И один остался зритель

Сих, кипевших бранью, мест;

Всех решитель браней — крест.

Поравнявшись с этой могилой, добрый русский человек, едущий из Керчи в Ставрополь с дарами крымской Помоны, скинет шапку, перекрестится и молитву сотворит за упокой казацких покойников.

Сообразно с местоположением, представляющим более или менее опасности, пост вмещает в себя от 50 до 200, батарея от 8 до 25 казаков. С первым светом дня сторожевой поднимается на вышку, и все вышки зорят по Кубани до сумерек.

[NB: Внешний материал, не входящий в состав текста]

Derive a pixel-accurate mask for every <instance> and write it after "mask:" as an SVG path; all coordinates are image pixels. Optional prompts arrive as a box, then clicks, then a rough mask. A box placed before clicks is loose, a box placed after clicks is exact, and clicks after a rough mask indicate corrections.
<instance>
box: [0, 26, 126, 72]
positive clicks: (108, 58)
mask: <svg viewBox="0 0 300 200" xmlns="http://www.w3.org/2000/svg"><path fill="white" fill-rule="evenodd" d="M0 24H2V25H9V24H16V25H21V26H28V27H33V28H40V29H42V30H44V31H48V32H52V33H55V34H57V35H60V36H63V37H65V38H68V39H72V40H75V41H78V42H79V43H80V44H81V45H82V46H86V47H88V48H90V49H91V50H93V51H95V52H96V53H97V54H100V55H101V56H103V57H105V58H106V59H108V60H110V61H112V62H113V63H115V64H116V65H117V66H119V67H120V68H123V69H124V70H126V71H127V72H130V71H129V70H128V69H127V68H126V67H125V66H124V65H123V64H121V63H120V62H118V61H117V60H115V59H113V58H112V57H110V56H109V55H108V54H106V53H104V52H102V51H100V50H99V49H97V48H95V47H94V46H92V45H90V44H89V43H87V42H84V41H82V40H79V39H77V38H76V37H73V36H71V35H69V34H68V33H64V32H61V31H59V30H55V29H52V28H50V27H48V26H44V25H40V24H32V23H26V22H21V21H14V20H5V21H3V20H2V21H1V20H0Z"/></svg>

Когда же голодный волк и хищный горец выползают из своих нор на ночной промысел, в то время значительная часть спешенных казаков выходит из поста на обе его стороны и украдкой, вместе с тенями ночи, залегает берег, в опасных местах, по два, по три человека вместе. В то же время расставленные по пикетам казаки покидают свои денные притоны и также располагаются по берегу живыми тенетами для ночного хищника. Это "залога"... залог спокойствия и безопасности страны. Казаки, остающиеся на посту, держат коней в седле и находятся в готовности по первому известию или по первому выстрелу залоги, далеко слышному в ночной тиши, скакать к обеспокоенному месту кратчайшим путем, не разбирая, где куст, где рытвина, чтоб поспеть на зов тревоги прежде, чем "бояре мед пропьют"... Между тем отряжаются с постов с вечера, в полночь и на рассвете разъезды, составом в два, в три человека каждый. При ожидаемом по слухам или по приметам нападении разъезды повторяются до шести раз в продолжение ночи, но никогда не бывают они сильного состава. Разъезды проходят прибрежными тропинками — "стежками", ими проложенными и им только известными, соблюдая наивозможную чуткость и осторожность и перекликаясь с залогой загодя условленным отрывистым свистом либо глухим счетным стуком шашки о стремя.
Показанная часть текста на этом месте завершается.